See what I did there?

How Much Config Is Enough?

Pop quiz. You're building an application. What parameters do you put in your config file? The answer, like any other architectural question is, "It depends." On one extreme you spend a lot of time with your customers and bake everything into the application. Changing anything, from the name on the splash screen to the on-disk fully qualified path to the splash screen image is compiled right into the binary. On the other end, the only thing the application knows how to do is read a configuration file that tells it where to find the dynamic libraries and custom DSL files full of business logic that actually do anything.

Like any other tradeoff, the right answer lives somewhere between those two extremes, and is tightly coupled to your customer(s). As a rule of thumb, the bigger the spread of customers, whether it's scale (whatever that means), domain, expertise, commonality of use cases, etc, the more configurable you need to be. A simple single user personal checkbook application doesn't need much configuration. Some user info, some financial institute info, some categorization, and maybe a couple of other things. A US tax preparing application, on the other hand needs all that, plus a way to handle the different states and rules, including ones that change or get clarified after you ship.

So how do you approach the configuration challenge? First, think about your customer and what they need to do. What do they need to customize, and how often does it change? Can you come up with a sensible default for your majority case? Is there a convention you can follow for that default? Maybe the right answer is wizard that runs the first time (and maybe on demand) that walks the user through the setup. One nice thing about a wizard is that you can validate that the configuration chosen makes sense.

Another thing to think about is if the defaults are in the config file or the application. If it's in the file it's obvious what the knobs are at least, but then you get folks poking at them just to see what they do. And what if your customers don't make backups?
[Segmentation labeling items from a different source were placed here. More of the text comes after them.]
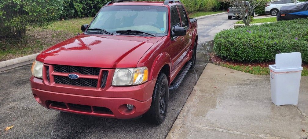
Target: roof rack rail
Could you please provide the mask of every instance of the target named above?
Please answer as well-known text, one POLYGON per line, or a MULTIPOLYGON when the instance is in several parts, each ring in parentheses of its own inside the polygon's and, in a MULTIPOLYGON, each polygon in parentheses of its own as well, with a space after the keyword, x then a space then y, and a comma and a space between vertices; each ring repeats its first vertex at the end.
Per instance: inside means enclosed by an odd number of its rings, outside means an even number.
POLYGON ((109 4, 111 4, 114 2, 133 2, 133 0, 119 0, 119 1, 111 1, 110 2, 108 2, 108 3, 105 4, 106 5, 108 5, 109 4))
POLYGON ((175 2, 180 2, 181 3, 181 1, 179 0, 166 0, 164 2, 164 5, 168 5, 169 3, 175 3, 175 2))

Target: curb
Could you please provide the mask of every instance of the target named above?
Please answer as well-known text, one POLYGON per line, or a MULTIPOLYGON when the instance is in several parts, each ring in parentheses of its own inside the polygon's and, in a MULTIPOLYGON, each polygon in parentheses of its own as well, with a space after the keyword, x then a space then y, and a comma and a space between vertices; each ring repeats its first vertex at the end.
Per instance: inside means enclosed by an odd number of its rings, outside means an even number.
POLYGON ((212 14, 212 15, 204 15, 204 16, 199 16, 199 17, 195 17, 195 18, 196 19, 202 19, 202 18, 204 18, 205 17, 207 17, 208 16, 213 16, 213 15, 223 15, 223 14, 226 14, 226 13, 227 13, 227 12, 223 12, 222 13, 217 13, 217 14, 212 14))
MULTIPOLYGON (((195 18, 197 19, 201 19, 206 17, 217 15, 222 15, 227 13, 227 12, 212 15, 207 15, 195 18)), ((36 57, 40 53, 37 53, 31 55, 21 57, 6 61, 0 62, 0 72, 14 68, 32 63, 36 57)))
POLYGON ((33 62, 40 53, 37 53, 0 62, 0 72, 17 68, 33 62))

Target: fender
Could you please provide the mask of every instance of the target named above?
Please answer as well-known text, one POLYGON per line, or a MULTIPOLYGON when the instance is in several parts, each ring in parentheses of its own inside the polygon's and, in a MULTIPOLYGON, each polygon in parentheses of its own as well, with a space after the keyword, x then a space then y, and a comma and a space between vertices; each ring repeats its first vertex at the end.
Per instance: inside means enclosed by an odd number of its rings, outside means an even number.
MULTIPOLYGON (((163 68, 163 67, 166 64, 169 66, 169 71, 170 72, 171 59, 169 54, 166 52, 161 53, 156 57, 153 63, 153 66, 151 69, 151 72, 149 75, 150 79, 154 79, 158 76, 160 71, 163 68)), ((167 78, 170 81, 170 75, 168 75, 167 78)))

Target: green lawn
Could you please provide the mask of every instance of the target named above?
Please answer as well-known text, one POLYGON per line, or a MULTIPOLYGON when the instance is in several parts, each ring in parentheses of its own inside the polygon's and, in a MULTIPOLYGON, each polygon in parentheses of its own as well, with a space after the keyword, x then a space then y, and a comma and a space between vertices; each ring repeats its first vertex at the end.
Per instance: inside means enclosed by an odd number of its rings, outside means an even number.
MULTIPOLYGON (((260 23, 272 22, 277 22, 276 17, 271 17, 270 18, 260 18, 258 19, 253 19, 252 22, 251 22, 250 23, 260 23)), ((239 21, 235 23, 236 24, 243 24, 244 23, 242 20, 239 21)))
POLYGON ((55 21, 48 27, 48 29, 54 31, 63 30, 77 34, 81 33, 81 25, 89 24, 93 17, 86 17, 71 19, 55 21))
POLYGON ((209 15, 213 15, 213 14, 218 14, 218 13, 222 13, 225 11, 219 11, 214 12, 198 12, 193 13, 191 13, 188 14, 188 16, 189 18, 194 18, 196 17, 203 16, 209 15))
MULTIPOLYGON (((220 64, 221 66, 237 70, 255 75, 269 75, 270 70, 267 67, 260 66, 251 66, 244 65, 234 65, 226 64, 220 64)), ((308 76, 308 68, 304 68, 302 72, 302 76, 308 76)))

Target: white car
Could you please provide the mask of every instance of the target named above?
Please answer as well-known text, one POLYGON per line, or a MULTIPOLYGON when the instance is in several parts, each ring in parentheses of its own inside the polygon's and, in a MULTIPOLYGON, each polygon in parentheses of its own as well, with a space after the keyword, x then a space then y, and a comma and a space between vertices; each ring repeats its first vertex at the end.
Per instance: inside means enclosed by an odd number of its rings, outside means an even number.
POLYGON ((272 16, 277 15, 280 8, 283 6, 297 5, 305 2, 300 2, 295 0, 278 0, 271 1, 265 6, 265 13, 272 16))

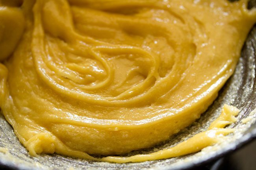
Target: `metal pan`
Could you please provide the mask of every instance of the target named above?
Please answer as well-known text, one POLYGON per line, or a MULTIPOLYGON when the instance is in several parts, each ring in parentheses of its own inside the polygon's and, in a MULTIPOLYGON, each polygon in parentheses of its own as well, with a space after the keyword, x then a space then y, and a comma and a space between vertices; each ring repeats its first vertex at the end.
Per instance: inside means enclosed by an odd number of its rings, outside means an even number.
MULTIPOLYGON (((256 6, 256 0, 250 2, 249 7, 256 6)), ((11 126, 0 114, 0 168, 15 170, 176 170, 195 168, 235 150, 256 137, 256 26, 252 29, 241 53, 233 75, 219 93, 214 102, 200 119, 186 129, 154 148, 132 152, 127 155, 152 152, 173 146, 200 132, 205 130, 220 114, 224 104, 241 110, 238 121, 230 125, 236 132, 224 142, 207 147, 202 151, 186 156, 167 159, 122 164, 74 159, 58 155, 29 155, 20 144, 11 126), (249 117, 247 119, 243 119, 249 117), (247 121, 247 122, 245 122, 247 121)))

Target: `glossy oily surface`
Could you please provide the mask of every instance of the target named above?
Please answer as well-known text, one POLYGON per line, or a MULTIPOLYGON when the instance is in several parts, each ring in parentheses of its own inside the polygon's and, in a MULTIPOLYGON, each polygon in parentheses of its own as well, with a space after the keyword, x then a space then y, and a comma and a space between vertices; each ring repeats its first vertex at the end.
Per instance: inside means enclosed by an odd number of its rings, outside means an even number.
POLYGON ((191 124, 256 20, 246 1, 213 2, 25 1, 26 29, 0 74, 20 142, 34 155, 94 159, 84 152, 148 147, 191 124))

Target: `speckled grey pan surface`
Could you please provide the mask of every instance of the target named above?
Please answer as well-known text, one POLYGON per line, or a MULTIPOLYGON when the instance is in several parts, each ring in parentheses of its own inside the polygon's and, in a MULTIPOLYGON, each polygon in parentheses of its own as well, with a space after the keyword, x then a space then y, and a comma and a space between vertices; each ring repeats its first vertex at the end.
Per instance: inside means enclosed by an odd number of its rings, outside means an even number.
MULTIPOLYGON (((256 0, 249 6, 256 6, 256 0)), ((0 169, 8 167, 17 170, 174 170, 185 169, 216 159, 235 150, 256 137, 256 26, 249 35, 235 72, 219 92, 219 96, 201 118, 178 134, 154 148, 130 153, 148 153, 173 146, 195 134, 206 130, 220 114, 224 104, 241 110, 238 121, 230 125, 236 129, 221 144, 210 146, 202 151, 185 156, 140 163, 122 164, 99 162, 74 159, 58 155, 41 155, 32 157, 19 143, 11 126, 0 114, 0 147, 8 149, 0 152, 0 169), (249 117, 246 123, 241 121, 249 117)))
They think they know what they want and change the default. How do they get it back? Maybe a better idea is a base configuration file they can't change with an override file. Safer, and probably easier to recover, but each level of override makes it that much harder to know what the actual configuration is.

But is a local configuration file the right place to store that information? In most cases, probably, but what about the enterprise? How do you centralize configuration? How do you keep things in sync? Central databases, Flagr, Puppet/Chef and pushed configuration? Semi-random user triggered pulls (`update-uber-home.sh` anyone)? All options, and unless you really understand the user problem you're trying to solve, you can't make the tradeoffs, let alone come up with the best answer.

When it comes time to figure out how to configure your configuration, it depends.